December 5, 2007 at 9:17 pm
Comments posted to this topic are about the item Hidden RBAR: Triangular Joins[/url]
First, thank you for reading my article and any feedback that you my post... good or bad. The exchange of ideas is how we all learn and your feedback is certainly a part of that process and is most welcome.
Second, there's a bit of a bug in the forum software... when they republish an article, it changes the date on the article. This article was originally published on 2007-12-06. The webmaster has been advised and there's nothing they can do about it for the moment. I appologize if this leads to any confusion and I'd still like to hear your comments even if you may have seen the article before.
Third, Yes, I actually did do a followup on the running total problem. The link that follows will take you there, but be advised... although the high speed update method that uses an index hint does always work, don't use the method as a substitute for an ORDER BY on SELECTs. I'm working on a rewrite of the article that explains why and hope to have it out soon. Also be advised that if you don't follow the instructions that I've given to a "T", you could get wrong answers... of course, that would be true of any code, wouldn't it?

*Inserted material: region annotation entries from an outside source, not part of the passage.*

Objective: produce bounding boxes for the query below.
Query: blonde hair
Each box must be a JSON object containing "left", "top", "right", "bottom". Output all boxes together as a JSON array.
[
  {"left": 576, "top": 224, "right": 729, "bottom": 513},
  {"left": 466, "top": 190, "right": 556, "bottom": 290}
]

Here's the link...
http://www.sqlservercentral.com/articles/Advanced+Querying/61716/
Last, but not least, if you're interested in other articles that I've written, please see the following link... I'd be very interested in your comments on those, as well
http://www.sqlservercentral.com/Authors/Articles/Jeff_Moden/80567/
Thanks again, folks. I'm humbled by all of your responses and the time you spent writing them up.
--Jeff Moden
Change is inevitable... Change for the better is not.
December 5, 2007 at 10:28 pm
So... the major problem with your article is that it posts no solutions for the problem at hand, or no pointers to where to look further to increase one's kungfu skills in this area.
I can't find one of my JCelko books that talks about calc'ing running sums in SQL and how he or some of his readers do it, but that would be one good* place to look ("SQL for Smarties" etc).
(* I realize that some people out there have a definite love-hate..no, hate relationship with JCelko's scribblings...but I don't, so feh. But if you have other resources, do add them to the thread).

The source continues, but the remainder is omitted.